A path, branching off in different directions. Photo: By Severin Stalder on Unsplash.

‘A lot has changed in Quaker circles.’

Way to go: Lesley Richards’ Thought for the Week

‘A lot has changed in Quaker circles.’

by Lesley Richards 10th January 2025

Some people say ‘a way will open’ or ‘the way will open’, but I know this phrase simply as ‘way will open’, without a definite or indefinite article. There aren’t many ways forward, and nor is there just one and only perfect way. In Quaker phraseology we mean sitting with something that will need to change, or need to be done, but that the way forward isn’t clear yet. We sit with it, in the faith that clarity will come. 

That’s not to say that exploration, research and thought have to come to a stop: they may help the way to become clear. But it does imply not pushing ahead, not taking the obvious route, the available or safe road, just because you’re impatient to be doing something…anything. Wanting to know every detail of how each route will pan out is not necessary, often not possible, and is often an excuse to put off a decision. It can feel like prevaricating. Indeed, sometimes Quakers use the phrase as an excuse to do just that. 

So expectant waiting can feel as if you’re not making any progress at all. Being in a place of uncertainty for an unspecified length of time takes conscious effort, especially if you are inclined to be impatient like me. The poet John Keats wrote of what he called negative capability: ‘that is when a man (sic) is capable of being in uncertainties, mysteries, doubts, without any irritable reaching after fact and reason’. This is part of what I mean, but it isn’t all of it. For me there is something more, a faith that I will get to move beyond this place of uncertainty, to a place of knowing. 

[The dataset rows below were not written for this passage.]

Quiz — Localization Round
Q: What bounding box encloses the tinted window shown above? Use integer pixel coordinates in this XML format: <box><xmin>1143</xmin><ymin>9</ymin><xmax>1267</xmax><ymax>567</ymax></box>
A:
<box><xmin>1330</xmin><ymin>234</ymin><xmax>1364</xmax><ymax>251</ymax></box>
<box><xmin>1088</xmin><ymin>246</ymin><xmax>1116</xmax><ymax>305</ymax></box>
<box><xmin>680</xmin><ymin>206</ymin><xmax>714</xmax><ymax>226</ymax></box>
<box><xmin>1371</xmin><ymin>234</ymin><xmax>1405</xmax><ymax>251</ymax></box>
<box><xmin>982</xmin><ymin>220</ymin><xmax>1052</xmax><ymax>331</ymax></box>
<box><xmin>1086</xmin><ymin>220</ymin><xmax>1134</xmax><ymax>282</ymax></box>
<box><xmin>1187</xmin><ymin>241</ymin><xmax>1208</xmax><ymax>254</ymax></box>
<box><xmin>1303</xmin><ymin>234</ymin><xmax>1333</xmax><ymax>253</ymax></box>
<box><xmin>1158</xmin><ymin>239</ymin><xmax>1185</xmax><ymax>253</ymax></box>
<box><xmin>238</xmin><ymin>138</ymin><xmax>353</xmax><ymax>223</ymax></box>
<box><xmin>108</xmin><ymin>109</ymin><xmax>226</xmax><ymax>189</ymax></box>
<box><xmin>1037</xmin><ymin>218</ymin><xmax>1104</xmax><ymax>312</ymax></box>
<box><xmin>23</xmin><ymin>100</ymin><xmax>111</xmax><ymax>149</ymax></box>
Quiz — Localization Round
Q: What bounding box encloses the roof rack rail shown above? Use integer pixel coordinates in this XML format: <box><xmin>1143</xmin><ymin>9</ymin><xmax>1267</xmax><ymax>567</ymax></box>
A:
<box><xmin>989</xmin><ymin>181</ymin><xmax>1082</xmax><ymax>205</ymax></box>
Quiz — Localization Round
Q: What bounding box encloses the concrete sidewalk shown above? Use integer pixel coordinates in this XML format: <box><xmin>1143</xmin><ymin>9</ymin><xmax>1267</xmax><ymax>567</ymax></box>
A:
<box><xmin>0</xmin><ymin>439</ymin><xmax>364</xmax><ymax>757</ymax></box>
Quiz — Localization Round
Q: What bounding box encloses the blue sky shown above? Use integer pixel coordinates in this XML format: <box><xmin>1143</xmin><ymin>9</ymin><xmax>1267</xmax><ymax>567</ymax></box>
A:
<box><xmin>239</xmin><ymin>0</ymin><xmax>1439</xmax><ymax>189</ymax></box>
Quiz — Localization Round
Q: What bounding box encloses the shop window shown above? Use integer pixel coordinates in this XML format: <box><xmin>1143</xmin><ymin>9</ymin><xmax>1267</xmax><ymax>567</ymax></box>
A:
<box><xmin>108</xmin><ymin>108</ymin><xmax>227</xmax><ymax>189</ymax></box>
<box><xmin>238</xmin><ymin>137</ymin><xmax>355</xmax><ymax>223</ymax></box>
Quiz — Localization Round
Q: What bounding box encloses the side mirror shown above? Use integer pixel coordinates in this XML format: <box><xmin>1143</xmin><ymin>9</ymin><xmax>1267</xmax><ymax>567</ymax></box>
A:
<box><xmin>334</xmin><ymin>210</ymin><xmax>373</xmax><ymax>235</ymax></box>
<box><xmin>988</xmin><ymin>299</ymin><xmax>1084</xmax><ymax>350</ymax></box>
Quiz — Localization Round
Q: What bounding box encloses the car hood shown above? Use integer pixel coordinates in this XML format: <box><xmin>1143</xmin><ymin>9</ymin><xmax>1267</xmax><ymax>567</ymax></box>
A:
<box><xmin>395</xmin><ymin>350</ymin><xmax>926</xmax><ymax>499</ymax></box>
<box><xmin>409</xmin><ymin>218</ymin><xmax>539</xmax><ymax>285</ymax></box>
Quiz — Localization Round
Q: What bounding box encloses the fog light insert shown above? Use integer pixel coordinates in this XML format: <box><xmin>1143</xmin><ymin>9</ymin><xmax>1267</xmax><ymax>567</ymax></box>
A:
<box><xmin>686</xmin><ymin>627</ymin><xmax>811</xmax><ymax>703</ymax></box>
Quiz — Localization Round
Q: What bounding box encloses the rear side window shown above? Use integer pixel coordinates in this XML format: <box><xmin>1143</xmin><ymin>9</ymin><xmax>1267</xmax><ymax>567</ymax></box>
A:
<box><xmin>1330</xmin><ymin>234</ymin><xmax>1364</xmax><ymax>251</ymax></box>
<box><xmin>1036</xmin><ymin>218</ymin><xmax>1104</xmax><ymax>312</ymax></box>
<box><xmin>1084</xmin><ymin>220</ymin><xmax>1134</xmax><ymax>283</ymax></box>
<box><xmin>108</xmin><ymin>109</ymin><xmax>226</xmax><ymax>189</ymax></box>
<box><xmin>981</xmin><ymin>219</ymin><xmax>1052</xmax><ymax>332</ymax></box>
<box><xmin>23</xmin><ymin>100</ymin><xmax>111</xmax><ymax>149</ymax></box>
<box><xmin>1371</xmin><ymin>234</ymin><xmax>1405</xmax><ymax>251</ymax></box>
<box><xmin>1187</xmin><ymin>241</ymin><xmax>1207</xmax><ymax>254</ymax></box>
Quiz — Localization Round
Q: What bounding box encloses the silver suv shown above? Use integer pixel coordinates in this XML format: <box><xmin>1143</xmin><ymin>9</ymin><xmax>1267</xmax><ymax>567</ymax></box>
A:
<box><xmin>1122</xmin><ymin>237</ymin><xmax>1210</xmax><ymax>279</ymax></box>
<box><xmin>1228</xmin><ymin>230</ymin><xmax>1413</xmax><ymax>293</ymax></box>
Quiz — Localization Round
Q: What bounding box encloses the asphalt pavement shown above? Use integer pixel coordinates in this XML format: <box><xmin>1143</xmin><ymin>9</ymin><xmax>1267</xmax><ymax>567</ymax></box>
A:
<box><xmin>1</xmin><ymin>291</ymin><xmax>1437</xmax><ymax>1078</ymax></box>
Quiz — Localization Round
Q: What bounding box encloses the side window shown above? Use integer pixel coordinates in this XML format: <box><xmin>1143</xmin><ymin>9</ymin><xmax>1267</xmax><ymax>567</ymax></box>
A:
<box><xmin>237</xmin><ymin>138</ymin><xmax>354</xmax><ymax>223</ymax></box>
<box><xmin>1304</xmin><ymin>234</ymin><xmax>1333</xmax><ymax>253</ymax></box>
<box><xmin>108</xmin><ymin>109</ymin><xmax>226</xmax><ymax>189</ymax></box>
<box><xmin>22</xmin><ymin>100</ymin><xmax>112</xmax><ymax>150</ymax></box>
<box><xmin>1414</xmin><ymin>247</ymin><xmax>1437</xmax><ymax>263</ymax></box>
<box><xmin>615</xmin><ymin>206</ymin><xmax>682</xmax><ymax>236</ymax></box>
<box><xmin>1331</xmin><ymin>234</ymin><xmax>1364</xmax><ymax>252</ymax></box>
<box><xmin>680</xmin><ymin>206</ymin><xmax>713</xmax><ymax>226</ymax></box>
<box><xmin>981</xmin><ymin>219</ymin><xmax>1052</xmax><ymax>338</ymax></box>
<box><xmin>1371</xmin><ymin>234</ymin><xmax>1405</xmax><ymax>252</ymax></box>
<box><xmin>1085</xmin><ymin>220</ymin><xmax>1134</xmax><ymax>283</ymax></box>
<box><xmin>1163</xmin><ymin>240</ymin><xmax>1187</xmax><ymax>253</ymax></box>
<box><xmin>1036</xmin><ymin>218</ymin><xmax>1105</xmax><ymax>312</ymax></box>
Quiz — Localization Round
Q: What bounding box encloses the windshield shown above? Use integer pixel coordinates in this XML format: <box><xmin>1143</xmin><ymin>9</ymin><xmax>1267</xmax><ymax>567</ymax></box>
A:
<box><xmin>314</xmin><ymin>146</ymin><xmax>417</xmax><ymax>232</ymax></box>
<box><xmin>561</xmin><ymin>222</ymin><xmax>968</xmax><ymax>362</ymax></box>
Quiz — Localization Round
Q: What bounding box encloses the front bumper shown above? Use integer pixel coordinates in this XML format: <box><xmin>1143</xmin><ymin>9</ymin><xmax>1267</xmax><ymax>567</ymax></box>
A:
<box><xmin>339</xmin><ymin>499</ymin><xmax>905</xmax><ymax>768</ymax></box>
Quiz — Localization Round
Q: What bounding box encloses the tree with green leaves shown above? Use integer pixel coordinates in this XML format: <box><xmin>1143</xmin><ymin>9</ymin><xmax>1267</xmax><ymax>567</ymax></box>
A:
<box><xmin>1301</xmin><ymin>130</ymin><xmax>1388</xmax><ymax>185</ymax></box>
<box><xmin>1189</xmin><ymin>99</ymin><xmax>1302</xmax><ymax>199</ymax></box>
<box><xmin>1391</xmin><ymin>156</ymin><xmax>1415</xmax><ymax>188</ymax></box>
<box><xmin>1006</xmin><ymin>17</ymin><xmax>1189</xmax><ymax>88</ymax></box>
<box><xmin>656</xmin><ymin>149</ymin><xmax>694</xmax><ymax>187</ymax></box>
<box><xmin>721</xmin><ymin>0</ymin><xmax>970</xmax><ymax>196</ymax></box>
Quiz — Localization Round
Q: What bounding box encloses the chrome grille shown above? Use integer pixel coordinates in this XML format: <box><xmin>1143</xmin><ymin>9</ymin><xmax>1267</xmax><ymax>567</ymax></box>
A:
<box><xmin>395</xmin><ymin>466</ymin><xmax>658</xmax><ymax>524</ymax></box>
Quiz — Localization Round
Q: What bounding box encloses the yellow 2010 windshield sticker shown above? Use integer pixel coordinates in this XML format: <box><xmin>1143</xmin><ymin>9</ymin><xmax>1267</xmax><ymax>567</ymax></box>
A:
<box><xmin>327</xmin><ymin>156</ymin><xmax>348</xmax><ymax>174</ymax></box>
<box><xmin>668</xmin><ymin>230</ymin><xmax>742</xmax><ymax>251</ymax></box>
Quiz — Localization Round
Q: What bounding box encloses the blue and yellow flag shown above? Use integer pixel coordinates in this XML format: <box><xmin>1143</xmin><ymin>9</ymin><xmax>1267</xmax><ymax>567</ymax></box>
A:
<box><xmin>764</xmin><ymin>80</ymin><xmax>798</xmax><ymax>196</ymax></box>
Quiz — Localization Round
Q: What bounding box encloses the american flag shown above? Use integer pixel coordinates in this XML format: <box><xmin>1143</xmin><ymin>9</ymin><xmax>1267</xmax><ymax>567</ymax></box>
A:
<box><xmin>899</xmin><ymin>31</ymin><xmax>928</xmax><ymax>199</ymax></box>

‘It is unity not unanimity.’

Quakers do not make decisions by voting, but by agreeing a minute that is written during the Meeting and agreed at the time. It doesn’t mean that everyone is suddenly of one mind, but that everyone can see that this is the way that the Meeting is moving. It is unity not unanimity. It’s a collective expression of the faith that, if we wait, way will open.

With this explanation of the Quaker business method, you will be thinking it is no wonder the phrase ‘way will open’ leads to Quaker prevarication. I have spent many hours on central Quaker committees feeling frustrated, but a lot has changed in Quaker circles. Since the 2009 decision to press the government to allow same-sex marriage to be celebrated in a religious context, there has been formal acceptance of the importance of green issues, diversity, reparations, revision of Quaker faith & practice, changing our national decision-making body, and work is also underway in changing how the numerous Quaker charities are structured. The details are still being worked on, but that’s quite a list of situations where ‘way opened’ despite my impatience.

Perhaps you might be facing changes or decisions, quandaries or choices, as we start 2025. I hope way will open for you in this new year.